Wednesday, August 21, 2013

Know the Flow


If the first line of your manuscript doesn't grab your reader, it's not the right first line. Readers don't have time to waste on false starts. Cut lines until you find the most compelling opening. Then start from there.

I once told an author-client to cut his first three chapters and start with the fourth. "That's where your story starts. The previous chapters are backstory, necessary to you, maybe, but not to the reader. Weave in the few details that the reader needs to know to understand certain plot points and restart from that great first line of chapter four."

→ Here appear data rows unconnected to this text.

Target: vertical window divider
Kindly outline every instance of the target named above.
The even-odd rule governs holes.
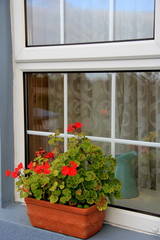
[[[113,41],[114,37],[114,9],[115,9],[115,1],[109,0],[109,41]]]
[[[60,0],[60,43],[64,44],[64,0]]]
[[[111,154],[115,156],[116,73],[112,73],[111,77]]]
[[[64,151],[67,151],[67,126],[68,126],[68,75],[64,73]]]

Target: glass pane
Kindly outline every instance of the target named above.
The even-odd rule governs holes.
[[[160,148],[117,144],[116,158],[123,188],[115,205],[160,214]]]
[[[68,74],[68,123],[82,122],[87,135],[111,135],[111,74]]]
[[[160,73],[117,73],[116,137],[160,142]]]
[[[27,0],[28,45],[60,43],[60,1]]]
[[[66,0],[65,43],[108,41],[108,3],[108,0]]]
[[[115,2],[114,40],[153,38],[154,0]]]
[[[46,152],[51,152],[53,150],[52,146],[48,144],[48,140],[49,138],[45,136],[28,135],[28,163],[36,157],[35,152],[39,148],[42,148]],[[64,152],[63,142],[61,143],[60,152]]]
[[[111,2],[26,0],[28,46],[154,38],[154,0]]]
[[[91,141],[96,146],[100,147],[106,156],[111,154],[111,144],[107,142]]]
[[[28,130],[63,132],[63,74],[27,73]]]

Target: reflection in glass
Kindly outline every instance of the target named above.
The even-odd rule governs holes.
[[[160,73],[119,72],[116,79],[116,137],[159,142]]]
[[[65,1],[65,43],[109,40],[109,1]]]
[[[160,148],[116,144],[116,158],[116,176],[123,184],[123,198],[115,204],[160,214]]]
[[[69,123],[82,122],[87,135],[110,137],[111,74],[68,74]]]
[[[116,0],[114,40],[154,37],[154,0]]]
[[[53,150],[53,147],[48,144],[49,138],[46,136],[36,136],[36,135],[28,135],[28,159],[27,163],[33,161],[33,159],[36,157],[35,152],[42,148],[46,152],[51,152]],[[60,152],[64,152],[64,143],[60,143]]]
[[[63,74],[27,73],[28,130],[63,132]]]
[[[96,146],[100,147],[106,156],[111,154],[111,144],[107,142],[91,141]]]
[[[154,38],[154,0],[25,2],[29,46]]]
[[[60,1],[27,0],[28,45],[60,43]]]

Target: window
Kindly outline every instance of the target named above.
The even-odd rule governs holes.
[[[26,73],[25,84],[29,161],[48,148],[44,135],[58,128],[67,142],[64,125],[80,121],[117,158],[123,188],[116,205],[160,215],[160,72]]]
[[[39,3],[40,2],[41,1],[39,1]],[[145,1],[145,3],[151,2],[152,1]],[[101,129],[89,129],[89,137],[92,141],[95,141],[96,144],[100,144],[103,149],[106,149],[107,153],[110,151],[117,158],[119,157],[119,159],[121,155],[126,152],[137,152],[137,156],[132,160],[134,164],[134,176],[136,177],[136,181],[139,179],[140,182],[138,184],[141,184],[142,186],[142,178],[140,178],[142,175],[141,171],[138,171],[138,169],[147,169],[146,179],[148,179],[148,176],[152,176],[150,180],[145,180],[147,181],[147,189],[149,186],[149,191],[147,190],[147,192],[142,193],[143,196],[146,197],[145,199],[143,198],[142,201],[137,201],[138,204],[135,204],[136,198],[131,198],[129,200],[122,199],[121,202],[115,202],[115,206],[111,206],[108,209],[106,221],[152,233],[152,228],[154,226],[159,228],[159,218],[156,217],[159,213],[155,204],[157,199],[156,196],[158,196],[157,194],[159,191],[157,188],[158,178],[155,179],[155,176],[158,177],[159,173],[157,172],[158,166],[155,168],[155,163],[158,164],[157,159],[159,154],[159,100],[157,96],[159,96],[158,78],[160,71],[160,1],[155,0],[154,17],[152,15],[154,18],[154,29],[152,28],[151,32],[154,32],[154,35],[147,37],[145,40],[138,38],[136,41],[128,39],[129,41],[92,42],[92,44],[83,43],[73,45],[63,44],[63,46],[61,44],[58,46],[45,47],[36,47],[37,43],[32,47],[25,47],[24,3],[25,1],[22,0],[11,1],[15,54],[15,165],[21,161],[25,161],[25,134],[27,133],[29,141],[28,146],[30,148],[30,155],[28,158],[31,158],[31,155],[33,155],[33,152],[31,152],[32,144],[34,143],[35,147],[39,146],[39,143],[46,144],[47,135],[49,131],[52,130],[50,121],[44,118],[45,114],[47,113],[49,118],[54,116],[55,126],[57,124],[56,116],[59,116],[53,115],[52,111],[49,111],[50,113],[48,114],[48,110],[47,112],[36,110],[33,111],[34,114],[31,114],[28,111],[28,117],[30,117],[30,120],[27,123],[26,132],[24,124],[26,119],[24,114],[24,93],[27,98],[26,89],[34,89],[35,92],[32,94],[36,95],[36,99],[40,99],[40,95],[44,98],[46,93],[46,99],[54,99],[54,101],[57,101],[57,98],[60,97],[58,98],[58,110],[56,105],[53,106],[53,110],[54,112],[58,112],[63,118],[63,121],[59,124],[65,139],[64,150],[69,137],[68,133],[65,132],[67,129],[67,123],[74,121],[74,119],[79,117],[83,117],[86,122],[87,119],[88,121],[94,121],[93,116],[95,116],[96,119],[104,120],[101,121],[101,123],[103,122],[102,126],[106,126],[106,128],[104,133]],[[145,4],[145,6],[147,5]],[[62,15],[60,15],[60,19],[61,17]],[[148,14],[146,14],[146,17],[148,17]],[[131,25],[129,29],[132,28],[132,26],[133,25]],[[111,31],[111,29],[113,30],[113,28],[110,28],[110,34],[112,33],[110,36],[112,36],[112,40],[113,31]],[[63,35],[62,32],[61,29],[60,36]],[[45,33],[43,35],[47,34]],[[30,45],[32,45],[31,42]],[[52,81],[51,78],[53,78]],[[90,84],[92,83],[94,85],[95,79],[97,78],[101,80],[96,86],[96,91],[102,89],[103,86],[101,91],[102,94],[99,94],[99,96],[102,97],[100,100],[103,102],[103,98],[105,98],[105,100],[107,99],[107,102],[104,101],[104,105],[102,104],[100,106],[96,105],[98,99],[94,101],[94,99],[97,98],[97,95],[93,94],[92,97],[95,87],[92,86],[91,90],[89,89]],[[23,79],[25,79],[24,82]],[[56,81],[57,79],[59,79],[59,84]],[[59,96],[57,96],[57,94],[52,96],[50,91],[47,90],[50,82],[52,84],[52,89],[58,88],[59,92],[64,92],[63,96],[61,94]],[[74,82],[86,84],[85,91],[83,90],[83,84],[76,85]],[[25,89],[24,92],[23,89]],[[153,91],[151,89],[153,89]],[[156,92],[154,92],[155,90]],[[84,95],[89,95],[91,101],[88,102],[88,106],[90,109],[93,109],[93,106],[95,106],[98,109],[97,112],[94,112],[96,109],[93,109],[93,111],[88,111],[86,109],[82,101],[82,97],[85,96],[83,94],[81,95],[80,92],[83,92]],[[132,93],[132,97],[130,97],[130,93]],[[28,94],[30,94],[31,97],[33,96],[30,91],[28,91]],[[28,98],[30,96],[28,96]],[[77,102],[76,111],[75,106],[70,104],[70,102],[72,103],[72,99]],[[49,107],[48,109],[51,110],[50,101],[45,103],[47,105],[45,105],[44,102],[39,102],[39,105],[34,105],[35,103],[32,102],[32,98],[30,98],[28,99],[27,105],[29,104],[32,104],[30,111],[32,111],[33,108],[39,107],[44,109],[47,105]],[[133,115],[131,108],[134,113],[136,112],[136,115]],[[81,113],[81,109],[85,109],[85,111]],[[100,112],[100,110],[105,111]],[[79,111],[78,115],[77,111]],[[108,111],[109,114],[106,114]],[[43,115],[43,123],[40,123],[37,118],[37,116],[42,116],[41,114]],[[100,118],[97,118],[98,114],[100,115]],[[148,116],[147,118],[145,117],[145,114]],[[128,118],[129,115],[131,115],[132,118]],[[137,124],[133,124],[133,120],[134,123]],[[113,127],[113,124],[115,124],[115,128]],[[129,132],[127,129],[131,131]],[[152,133],[154,133],[153,136]],[[142,151],[146,149],[146,152]],[[149,161],[149,165],[145,166],[143,161],[146,159],[148,161],[151,156],[153,161]],[[140,166],[137,165],[138,161]],[[141,166],[142,168],[140,168]],[[153,193],[155,193],[155,195]],[[141,192],[138,191],[138,194],[141,194]],[[151,201],[149,198],[151,196],[154,196],[152,198],[154,204],[152,205],[154,205],[155,209],[150,208]],[[17,196],[16,201],[19,201]],[[121,208],[119,208],[119,206]],[[127,209],[131,209],[132,211],[127,211]],[[139,213],[139,210],[147,214]],[[152,216],[148,214],[152,214]],[[142,222],[143,224],[141,224]]]
[[[153,39],[154,0],[26,0],[27,45]]]

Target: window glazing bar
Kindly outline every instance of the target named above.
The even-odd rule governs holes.
[[[64,44],[64,0],[60,0],[60,43]]]

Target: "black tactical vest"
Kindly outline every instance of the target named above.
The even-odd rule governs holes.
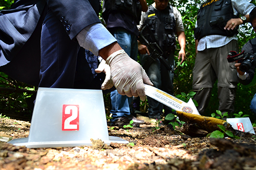
[[[108,20],[110,12],[118,11],[133,16],[139,25],[141,16],[141,5],[138,0],[104,0],[102,16]]]
[[[169,4],[164,10],[160,11],[150,5],[146,17],[144,24],[147,25],[150,31],[142,34],[149,42],[156,42],[164,53],[163,57],[167,57],[169,52],[176,48],[176,23],[173,7]]]
[[[238,18],[233,14],[231,0],[209,0],[201,5],[197,16],[198,27],[194,29],[195,37],[199,40],[206,35],[232,36],[238,33],[238,27],[233,30],[224,30],[231,18]]]

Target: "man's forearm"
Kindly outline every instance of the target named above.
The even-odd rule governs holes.
[[[122,48],[117,42],[114,42],[100,49],[99,51],[99,56],[105,60],[109,56],[119,50],[122,50]]]

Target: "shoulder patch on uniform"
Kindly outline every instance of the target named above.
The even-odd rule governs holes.
[[[156,14],[155,13],[154,13],[154,14],[150,14],[148,15],[147,15],[147,17],[149,18],[151,16],[155,16],[156,15]]]

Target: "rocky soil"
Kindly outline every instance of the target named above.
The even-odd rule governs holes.
[[[140,128],[108,127],[110,136],[130,144],[92,140],[92,146],[29,149],[7,143],[28,137],[30,126],[0,118],[1,169],[256,169],[256,137],[251,134],[239,139],[193,137],[178,127],[156,129],[148,122]]]

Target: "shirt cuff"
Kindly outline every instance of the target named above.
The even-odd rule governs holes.
[[[239,75],[239,74],[238,72],[238,77],[241,79],[242,80],[244,80],[245,79],[246,79],[247,77],[247,74],[246,73],[246,72],[245,72],[244,73],[244,75]]]
[[[90,51],[96,56],[100,49],[117,41],[100,23],[95,23],[86,27],[79,33],[76,39],[80,46]]]

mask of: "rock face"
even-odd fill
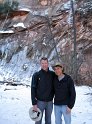
[[[87,85],[92,85],[91,5],[91,0],[84,3],[81,0],[74,6],[77,83]],[[50,64],[59,59],[65,71],[74,76],[74,35],[70,7],[68,0],[20,0],[18,14],[13,12],[14,16],[0,20],[0,27],[4,29],[0,33],[2,80],[30,82],[30,76],[38,70],[42,56],[48,57]],[[21,11],[22,14],[19,14]],[[13,32],[9,33],[9,30]]]

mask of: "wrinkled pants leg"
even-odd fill
[[[61,106],[54,105],[55,124],[62,124],[62,108]]]
[[[53,102],[46,102],[45,108],[45,124],[51,124],[51,114],[53,110]]]
[[[64,116],[64,121],[65,121],[65,124],[71,124],[71,113],[67,113],[66,109],[67,109],[67,106],[63,105],[62,106],[62,113]]]

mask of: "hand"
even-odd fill
[[[67,106],[66,112],[67,112],[67,114],[71,113],[71,109],[68,106]]]
[[[37,105],[33,105],[33,110],[37,111]]]

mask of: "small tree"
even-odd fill
[[[17,1],[6,1],[4,3],[0,3],[0,13],[6,15],[7,13],[17,10],[19,3]]]

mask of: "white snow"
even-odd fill
[[[14,33],[14,31],[13,30],[7,30],[7,31],[4,31],[4,30],[1,30],[0,31],[0,34],[11,34],[11,33]]]
[[[92,124],[92,89],[76,86],[76,93],[72,124]],[[34,124],[29,117],[31,106],[30,87],[0,85],[0,124]],[[54,121],[53,110],[52,124],[55,124]]]

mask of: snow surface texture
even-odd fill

My client was ticked off, let me tell you! "Just throw away all that work of the opening chapters? Do you know how many times I rewrote those? They were my most difficult chapters to revise!"

"And once you finally got those chapters done, the rest flowed much more easily, right?"

"Right! Only after all that initial set up was done!"

"And 'set up' is the operative word. You know how in a play script you read the stage directions, separate from the lines? Well, chapters one to three amount to stage directions that set up the play and the players for YOU, the director, who will use those stage directions to plan and direct the scenes. But your audience doesn't read or hear those stage directions; they merely absorb the essence of them that you infuse into the actions. All that your audience needs to see is the point at which the spotlight introduces the first action. Get it?"

He didn't get it, and I thought he would fire me...until a few weeks later. The one piece of advice he had taken from me was to set the work aside and take some time away, to freshen his perspective. Then he sent me a new manuscript, with a Post-It note that said, "Thanks," but not much more, while under that note was a much tighter manuscript, more than three chapters thinner.

What I got out of that experience--which has occurred numerous times in my book editing past: If we struggle to create certain chapters or lines, rather than pour them out of our minds, that's our Muse's hint that we should delete them. Immediately. Before we waste more time. Know when it flows. Redirect when the flow gets clogged.